The Decauville railway, which connected the port of Sapucaia with the Benjamin Constant Colony, began at the port of Sapucaia. It followed the right-hand bank of the Caeté River, 1 km above Bragança. It had a gauge of and was made with steel rails, which had a weight of 9 kg/m (18 lbs/yd). They were laid on wooden sleepers that were rectangularly flattened on all four sides. The track was a total of 17,658 m long, of which 14,283 m were straight 3,375 m were curved. The maximum radius of the curves was 3,437 m and the minimum radius 102 m. There were a total of 28 arches, 7,606 m of track ran in incisions and 10,398 m on embankments. The jetty in Sapucaia was 15 × 4 m. There was a bridge over the Igarapé Cujubim^{(sv)} as well as three more bridges, an open culvert with the dimensions of 0.60 × 0.47 × 11.15 m, two wyes, two water tanks, two stations and one shed for rail vehicles and workshops.

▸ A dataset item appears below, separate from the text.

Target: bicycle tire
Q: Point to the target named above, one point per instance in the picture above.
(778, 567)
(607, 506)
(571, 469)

For the operation of the route a telephone line had been laid, which connected the station Benjamin Constant with that in Bragança. For the work under the direction of Dr. Aniynthas de Lemos by 31 July 1903 costs of R$ 93,177 incurred.

== Rolling stock ==
The railway had initially 2 locomotives, 2 passenger cars, 2 baggage cars, 2 platform wagons with 10 tons each, 9 small freight cars and 2 timber wagons.

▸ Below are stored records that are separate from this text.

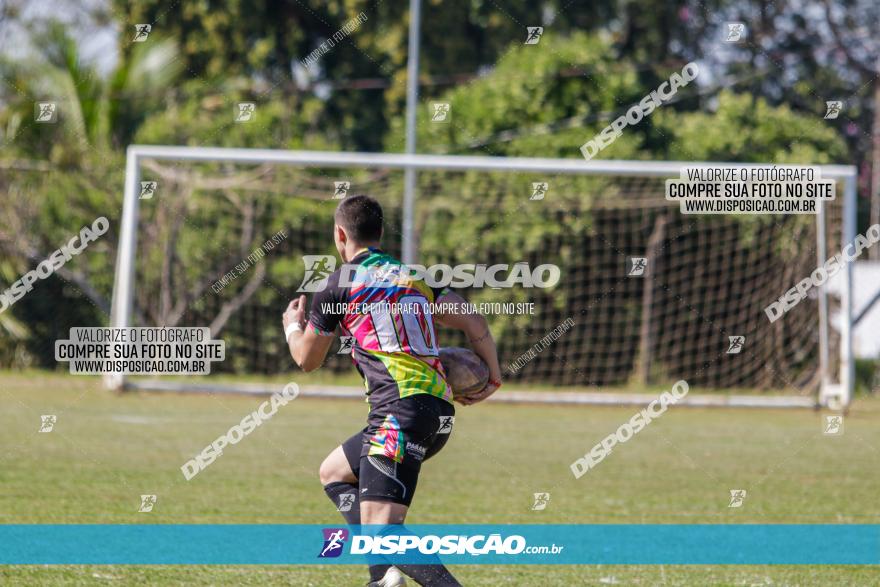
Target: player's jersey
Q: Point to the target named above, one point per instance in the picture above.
(386, 311)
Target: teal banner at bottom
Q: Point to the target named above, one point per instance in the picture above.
(277, 544)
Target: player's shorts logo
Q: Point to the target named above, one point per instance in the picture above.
(446, 423)
(141, 32)
(318, 268)
(334, 540)
(346, 500)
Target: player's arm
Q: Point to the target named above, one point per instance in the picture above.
(477, 330)
(307, 347)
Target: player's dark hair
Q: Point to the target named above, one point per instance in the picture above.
(361, 217)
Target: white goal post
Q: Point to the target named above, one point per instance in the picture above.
(834, 391)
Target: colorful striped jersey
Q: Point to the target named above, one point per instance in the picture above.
(375, 300)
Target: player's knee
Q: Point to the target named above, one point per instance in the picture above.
(329, 472)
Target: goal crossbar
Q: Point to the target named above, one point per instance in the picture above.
(835, 393)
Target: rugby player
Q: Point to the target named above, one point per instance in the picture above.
(411, 411)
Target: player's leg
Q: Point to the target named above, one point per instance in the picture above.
(340, 481)
(389, 471)
(339, 476)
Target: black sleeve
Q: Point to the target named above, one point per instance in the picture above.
(326, 313)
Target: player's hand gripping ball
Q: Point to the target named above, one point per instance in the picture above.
(466, 373)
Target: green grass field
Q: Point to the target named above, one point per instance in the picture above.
(107, 450)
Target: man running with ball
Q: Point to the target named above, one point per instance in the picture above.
(396, 352)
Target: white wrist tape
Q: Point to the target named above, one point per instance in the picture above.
(291, 328)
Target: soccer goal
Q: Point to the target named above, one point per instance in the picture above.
(647, 295)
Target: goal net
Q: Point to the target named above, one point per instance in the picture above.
(646, 295)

The first steam locomotive was delivered in 1902. The second locomotive arrived in 1903 disassembled in individual parts and was assembled on site. The third was commissioned in 1906.

== Further plans ==
The construction of the Benjamin Constant Railway was very important to the city of Bragança. It was planned to extend the track to Gurupy so that it would have been a total of 45 kilometers long. After completion of the meterspurigen Bragança train it should be operated as a branch line. It was planned to build a bridge over the Rio Caete to connect with the city of Bragança.

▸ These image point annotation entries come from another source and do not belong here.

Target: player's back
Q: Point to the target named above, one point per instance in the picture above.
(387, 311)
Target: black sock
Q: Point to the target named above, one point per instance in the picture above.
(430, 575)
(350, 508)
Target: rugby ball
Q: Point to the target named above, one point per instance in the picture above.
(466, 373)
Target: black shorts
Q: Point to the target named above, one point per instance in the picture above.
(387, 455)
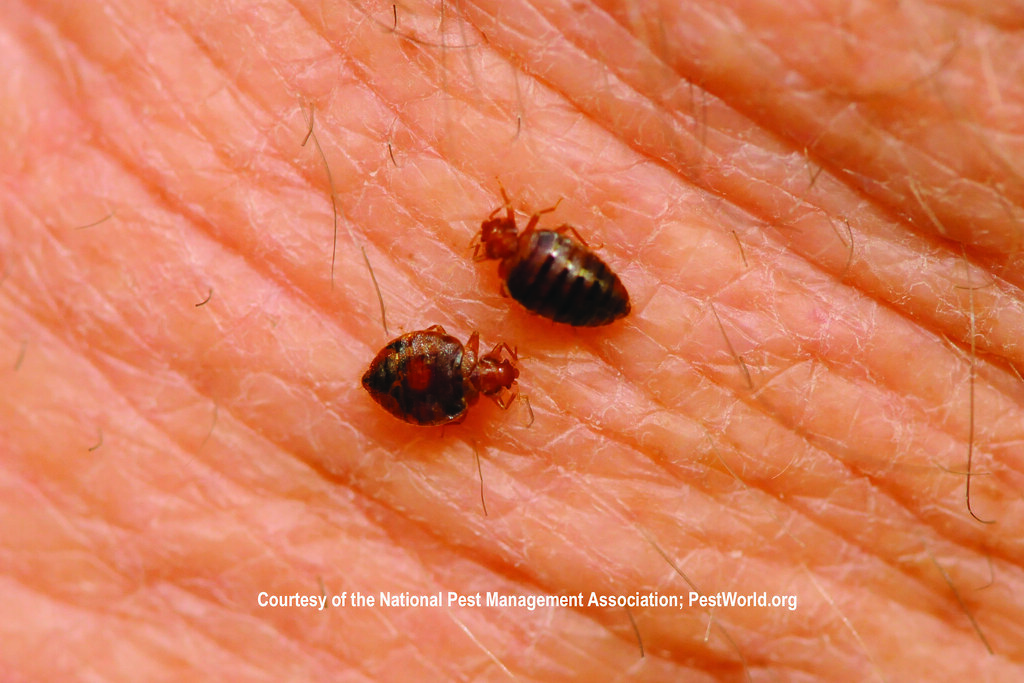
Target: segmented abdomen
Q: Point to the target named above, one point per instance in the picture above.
(560, 279)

== Operator change and extension==
The Estrada de Ferro de Bragança took over in 1908 the management of the branch line to Benjamin Constant and their train drivers. The narrow gauge line was extended in 1908 to a length of 26 and 29 km.

== Decommissioning ==
The Decauville railway and its terminus, which has been called Tijoca since the 1950s, was officially shut down on 27 May 1964 by the RFFSA.